6. Hakim dapat menggunakan penemuan hukum pasa pasal 12B dengan

menggunakan metode penafsiran sosiologis atau teleologis. Hakim dapat

menerapkan interpretasi dengan penyesuaian antara undang-undang dan

norma yang ada pada masyarakat tersebut. Dalam hal ini hakim dapat

menilai bahwa gratifikasi dalam bentuk pemberian token listrik dapat

merusak norma-norma hidup masyarakat sehingga bisa dikategorikan

tindak pidana korupsi dalam bentuk gratifikasi.

6
7. Hakim dapat menggunakan penemuan hukum berdasarkan metode

penafsiran ekstensif. Hakim maupun penegak hukum dapat menerapkan

metode dengan menafsirkan Pada Pasal 12B dalam arti yang luas, yakni

meliputi pemberian uang, barang, rabat (discount), komisi, pinjaman tanpa

bunga, tiket perjalanan, fasilitas penginipan, perjalanan wisata,

pengobatan cuma-cuma, dan fasiltas lainnya. Gratifikasi tersebut baik

yang direrima di dalam negeri maupun diluaar negeri dan menggunakan

sarana elektronik maupun tanpa sarana elektronik. Oleh karena itu, sesuai

dengan penjelasan pasal 12B, hakim dapat menilai dan menafsirkan

bahwa, kata “fasilitas lainnya” yang terdapat dalam penjelasan pasal 12B

tersebut dapat diartikan secara luas, sehingga penulis menganalisis bahwa,

hakim dapat menggunakan kata “fasilitas lainnya” tersebut kedalam

gratifikasi token listrik.
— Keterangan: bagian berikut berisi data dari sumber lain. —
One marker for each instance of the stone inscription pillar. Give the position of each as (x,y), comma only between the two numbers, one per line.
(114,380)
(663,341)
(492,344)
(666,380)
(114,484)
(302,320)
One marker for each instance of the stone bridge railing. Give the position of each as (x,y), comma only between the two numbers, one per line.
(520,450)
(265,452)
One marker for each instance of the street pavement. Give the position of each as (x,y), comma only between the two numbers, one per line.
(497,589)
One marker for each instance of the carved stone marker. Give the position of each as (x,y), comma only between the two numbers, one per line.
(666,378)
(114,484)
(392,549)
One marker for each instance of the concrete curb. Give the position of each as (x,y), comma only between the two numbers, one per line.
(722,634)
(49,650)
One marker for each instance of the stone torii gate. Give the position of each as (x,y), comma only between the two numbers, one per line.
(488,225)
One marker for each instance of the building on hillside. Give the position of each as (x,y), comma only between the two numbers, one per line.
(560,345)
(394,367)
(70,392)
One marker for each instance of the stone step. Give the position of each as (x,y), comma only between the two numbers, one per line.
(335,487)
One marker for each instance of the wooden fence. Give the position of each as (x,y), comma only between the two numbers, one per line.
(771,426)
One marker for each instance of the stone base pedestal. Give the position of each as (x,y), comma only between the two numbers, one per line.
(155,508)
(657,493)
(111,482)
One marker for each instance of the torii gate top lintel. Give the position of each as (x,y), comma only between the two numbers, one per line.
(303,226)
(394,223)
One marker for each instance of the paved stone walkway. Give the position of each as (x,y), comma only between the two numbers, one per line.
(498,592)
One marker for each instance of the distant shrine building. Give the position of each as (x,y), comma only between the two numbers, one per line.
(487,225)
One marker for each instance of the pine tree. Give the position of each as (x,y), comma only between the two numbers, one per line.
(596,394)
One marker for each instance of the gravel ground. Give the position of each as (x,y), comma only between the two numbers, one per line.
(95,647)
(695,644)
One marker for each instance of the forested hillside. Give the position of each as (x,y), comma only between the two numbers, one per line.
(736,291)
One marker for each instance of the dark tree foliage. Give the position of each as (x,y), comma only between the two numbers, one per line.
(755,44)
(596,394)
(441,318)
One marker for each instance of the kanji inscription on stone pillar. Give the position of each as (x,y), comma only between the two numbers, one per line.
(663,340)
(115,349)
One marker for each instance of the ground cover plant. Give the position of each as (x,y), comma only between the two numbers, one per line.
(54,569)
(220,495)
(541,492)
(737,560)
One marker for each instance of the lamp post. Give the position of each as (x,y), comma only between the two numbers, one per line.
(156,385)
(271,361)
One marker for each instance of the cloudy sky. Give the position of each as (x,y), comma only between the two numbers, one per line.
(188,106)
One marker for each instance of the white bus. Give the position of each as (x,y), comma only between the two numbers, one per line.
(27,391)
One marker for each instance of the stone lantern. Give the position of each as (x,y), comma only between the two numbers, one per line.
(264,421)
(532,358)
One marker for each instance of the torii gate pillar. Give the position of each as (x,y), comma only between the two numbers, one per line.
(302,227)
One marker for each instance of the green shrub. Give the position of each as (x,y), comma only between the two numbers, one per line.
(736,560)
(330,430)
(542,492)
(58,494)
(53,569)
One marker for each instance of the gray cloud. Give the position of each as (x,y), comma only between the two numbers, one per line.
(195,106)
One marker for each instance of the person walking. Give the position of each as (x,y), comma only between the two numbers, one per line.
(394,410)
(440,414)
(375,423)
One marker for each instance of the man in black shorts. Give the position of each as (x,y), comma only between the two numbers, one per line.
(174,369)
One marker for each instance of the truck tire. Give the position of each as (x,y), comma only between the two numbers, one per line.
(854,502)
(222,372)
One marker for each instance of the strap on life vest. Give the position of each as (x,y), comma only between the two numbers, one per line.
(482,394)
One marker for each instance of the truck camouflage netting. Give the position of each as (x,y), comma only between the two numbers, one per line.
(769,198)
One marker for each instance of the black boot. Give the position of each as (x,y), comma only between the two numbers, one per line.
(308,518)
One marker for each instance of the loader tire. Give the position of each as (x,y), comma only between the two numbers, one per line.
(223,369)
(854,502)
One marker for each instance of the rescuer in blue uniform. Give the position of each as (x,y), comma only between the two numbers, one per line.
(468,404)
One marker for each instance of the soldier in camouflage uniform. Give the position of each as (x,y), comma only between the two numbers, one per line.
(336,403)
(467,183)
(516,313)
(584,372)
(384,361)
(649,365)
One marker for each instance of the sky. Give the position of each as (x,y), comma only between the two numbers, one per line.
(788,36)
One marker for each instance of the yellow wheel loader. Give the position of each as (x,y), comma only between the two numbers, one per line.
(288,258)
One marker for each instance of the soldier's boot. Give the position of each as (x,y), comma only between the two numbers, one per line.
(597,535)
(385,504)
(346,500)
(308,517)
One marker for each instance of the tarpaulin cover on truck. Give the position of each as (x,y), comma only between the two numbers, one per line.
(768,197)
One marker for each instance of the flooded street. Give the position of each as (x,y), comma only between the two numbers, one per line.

Sebagimana teori penafsiran ekstensif yang

artinya bersifat meluas, maksudnya yang disebut dalam undang-undang itu

diperluas. Sehingga, apabila pasal 12B tersebut dianrtikan secara luas,

maka gratifikasi pemberian token listrik dapat dikategorikan gratifikasi

yang terdapat dalam pasal 12B tersebut. Terlebih lagi gratifikasi token

listrik merupakan perbuatan yang berhubungan dengan jabatan dan

fungsinya sebagai penyelenggara negara serta dapat merugikan keuangan

negara.

7
Berdasarkan hal tersebut, maka dapat disimpulkan bahwa gratifikasi dalam

bentuk pemberian token listrik dapat dikategorikan sebagai gratifikasi yang diatur

pada Pasal 12B Undang-Undang No. 20 Tahun 2001 tentang Pemberantasan Tindak

Pidana Korupsi mengenai gratifikasi. Peran hakim dalam melakukan penumuan

hukum tersebut sangat penting dalam menghadapi peristiwa-peristiwa yang belu jelas

peraturan perundang-undangannya, seperti gratifikasi . Penemuan hukum dilakukan

untuk mengatasi terjadinya kekosongan hukum akibat keterbatasan dan

ketidaklengkapan dari peraturan perundang-unadangan. Selain itu, penemuan hukum

juga penting dalam mewujudkan hukum yang responsif, sehingga dapat mewujudkan

perlindungan kepada masyarakat dan dapat menciptakan keadilan, kepastian hukum,

dan kemamfaatan sebagaimana tujuan dari hukum itu sendiri.